El fuerte estruendo del sonido de un tambor les despertó por la mañana tan bruscamente, que ambos cayeron al suelo por el susto. Una vez despiertos y recuperados del golpe, miraron hacia el frente y se sorprendieron.
– ¡Uzura Chan! –Exclamó Ahiru con una gran sonrisa, para luego abrazar a la pequeña marionetita–.
– ¿A dónde te habías ido? –Preguntó curioso–.
–Drosselmeyer-zura –Respondió– Pero con ella después de que se lo tragó.
– ¿Ella? ¡¿Tragar? –Preguntó sintiendo un gran escalofrío recorrer su espalda la ojiceleste–.
– ¡Nindël-zura! –Exclamó tocando el tambor fuertemente–.
– ¿Nindël? –Sí que no entendía nada–.
–Ahiru ¿podrías preparar el desayuno? –Le dijo secamente. Quería evitar que supiera lo que estaba ocurriendo–.
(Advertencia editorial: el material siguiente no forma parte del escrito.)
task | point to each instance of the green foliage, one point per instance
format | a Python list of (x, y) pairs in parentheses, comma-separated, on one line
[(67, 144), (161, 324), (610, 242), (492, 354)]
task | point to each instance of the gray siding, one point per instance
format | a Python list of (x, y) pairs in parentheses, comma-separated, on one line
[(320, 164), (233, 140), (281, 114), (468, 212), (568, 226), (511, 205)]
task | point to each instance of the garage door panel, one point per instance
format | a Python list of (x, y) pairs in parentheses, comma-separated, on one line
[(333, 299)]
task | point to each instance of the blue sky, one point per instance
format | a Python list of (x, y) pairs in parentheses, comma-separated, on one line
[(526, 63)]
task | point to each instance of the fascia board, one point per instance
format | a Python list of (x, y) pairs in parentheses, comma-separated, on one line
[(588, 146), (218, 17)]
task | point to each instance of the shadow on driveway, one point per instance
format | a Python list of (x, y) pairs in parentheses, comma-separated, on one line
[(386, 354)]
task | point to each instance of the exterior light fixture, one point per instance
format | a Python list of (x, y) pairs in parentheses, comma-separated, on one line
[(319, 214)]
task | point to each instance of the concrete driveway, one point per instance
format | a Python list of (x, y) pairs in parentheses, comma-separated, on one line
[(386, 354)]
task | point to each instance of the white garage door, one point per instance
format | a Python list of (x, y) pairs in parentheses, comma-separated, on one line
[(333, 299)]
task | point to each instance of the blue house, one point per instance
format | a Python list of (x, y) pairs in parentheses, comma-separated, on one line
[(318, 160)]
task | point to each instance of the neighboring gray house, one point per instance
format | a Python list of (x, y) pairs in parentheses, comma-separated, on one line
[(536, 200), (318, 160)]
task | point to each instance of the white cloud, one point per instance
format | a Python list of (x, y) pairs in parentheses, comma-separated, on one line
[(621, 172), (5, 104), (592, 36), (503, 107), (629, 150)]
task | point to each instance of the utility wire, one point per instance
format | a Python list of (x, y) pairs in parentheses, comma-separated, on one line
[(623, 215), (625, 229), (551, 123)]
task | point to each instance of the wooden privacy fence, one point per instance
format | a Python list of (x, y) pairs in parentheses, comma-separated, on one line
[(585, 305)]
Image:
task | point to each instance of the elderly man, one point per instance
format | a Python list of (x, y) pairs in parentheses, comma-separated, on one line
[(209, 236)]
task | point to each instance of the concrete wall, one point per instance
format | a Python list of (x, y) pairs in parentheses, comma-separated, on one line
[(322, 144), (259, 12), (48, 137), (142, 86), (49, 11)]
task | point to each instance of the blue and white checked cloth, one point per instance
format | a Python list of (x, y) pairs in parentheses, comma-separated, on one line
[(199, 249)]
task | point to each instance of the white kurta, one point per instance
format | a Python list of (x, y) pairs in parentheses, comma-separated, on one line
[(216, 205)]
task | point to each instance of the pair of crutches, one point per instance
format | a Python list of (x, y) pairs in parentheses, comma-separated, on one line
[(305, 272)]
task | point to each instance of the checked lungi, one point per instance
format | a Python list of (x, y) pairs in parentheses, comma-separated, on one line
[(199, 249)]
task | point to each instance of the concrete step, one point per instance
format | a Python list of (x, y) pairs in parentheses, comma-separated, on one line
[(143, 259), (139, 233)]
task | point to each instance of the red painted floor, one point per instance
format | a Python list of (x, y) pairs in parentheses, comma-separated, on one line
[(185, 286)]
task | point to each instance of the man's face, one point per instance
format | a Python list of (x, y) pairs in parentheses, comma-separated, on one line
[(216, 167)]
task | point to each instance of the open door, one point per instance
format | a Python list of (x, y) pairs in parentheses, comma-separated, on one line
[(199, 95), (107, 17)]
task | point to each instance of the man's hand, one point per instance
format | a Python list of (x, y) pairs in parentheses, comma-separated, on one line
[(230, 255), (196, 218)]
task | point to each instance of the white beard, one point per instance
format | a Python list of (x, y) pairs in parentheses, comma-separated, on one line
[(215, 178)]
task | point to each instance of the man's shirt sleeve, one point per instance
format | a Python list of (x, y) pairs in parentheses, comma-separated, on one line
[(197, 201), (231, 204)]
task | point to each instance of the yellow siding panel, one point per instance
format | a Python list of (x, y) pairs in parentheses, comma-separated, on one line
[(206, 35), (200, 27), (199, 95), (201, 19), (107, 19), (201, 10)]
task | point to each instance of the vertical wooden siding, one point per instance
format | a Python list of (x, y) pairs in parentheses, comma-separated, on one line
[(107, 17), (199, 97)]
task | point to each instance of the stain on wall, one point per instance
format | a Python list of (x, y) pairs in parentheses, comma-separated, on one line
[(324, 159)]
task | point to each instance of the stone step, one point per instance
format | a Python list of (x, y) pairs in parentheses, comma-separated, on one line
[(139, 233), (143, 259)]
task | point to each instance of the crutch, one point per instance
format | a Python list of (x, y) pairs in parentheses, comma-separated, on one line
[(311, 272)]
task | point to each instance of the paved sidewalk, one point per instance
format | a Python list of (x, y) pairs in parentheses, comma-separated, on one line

–P-Pero –Al recibir la dura mirada del pelinegro, no pudo hacer mas que refunfuñar y salir por la puerta rumbo a la cocina–. ¿Quién será Nindël…? Aunque quizás sea mejor no saberlo –Se estremeció al imaginarse a una mujer tragándose a Drosselmeyer–. Iuug…
–No hables de Nindël frente a Ahiru –Le ordenó a la marioneta mientras cerraba la puerta de su habitación–. Ella no puede enterarse de lo que está ocurriendo.
– ¿Por qué-zura? –Le miró curiosa–.
–No quiero que se preocupe, quiero que viva tranquila y normalmente –Empuñó las manos–. No importa que lo que pase, yo la protegeré.
–Fakir-zura –Le llamó–. Nindël selló la historia-zura.
– ¿Selló? –Preguntó curioso. Luego se dirigió a su escritorio y se preocupó al no encontrar su carpeta–.
–La encerró en una caja, dijo que era para contener los poderes de "esos dos"-zura –Tocó su tambor de nuevo–. Y me envió para ayudarte a proteger a Ahiru-zura –Fakir abrió los ojos ampliamente–. Si algo pasa, yo te avisaré-zura.
–Uzura –Luego de reponerse del asombro sonrió con dulzura y le acarició la cabeza–. Gracias.
Luego de desayunar animadamente y de dejar a Uzura a cargo de la casa, Fakir y Ahiru se dirigieron hacia la escuela de ballet de la Kinkan Gakuen en donde iniciaron su nuevo día de práctica.
La clase teórica pasó de forma lenta más no tan aburrida, ya que se habló de varias obras básicas de ballet.
–Ah~ –Suspiró Ahiru mientras estiraba sus brazos–. ¡Al fin terminó!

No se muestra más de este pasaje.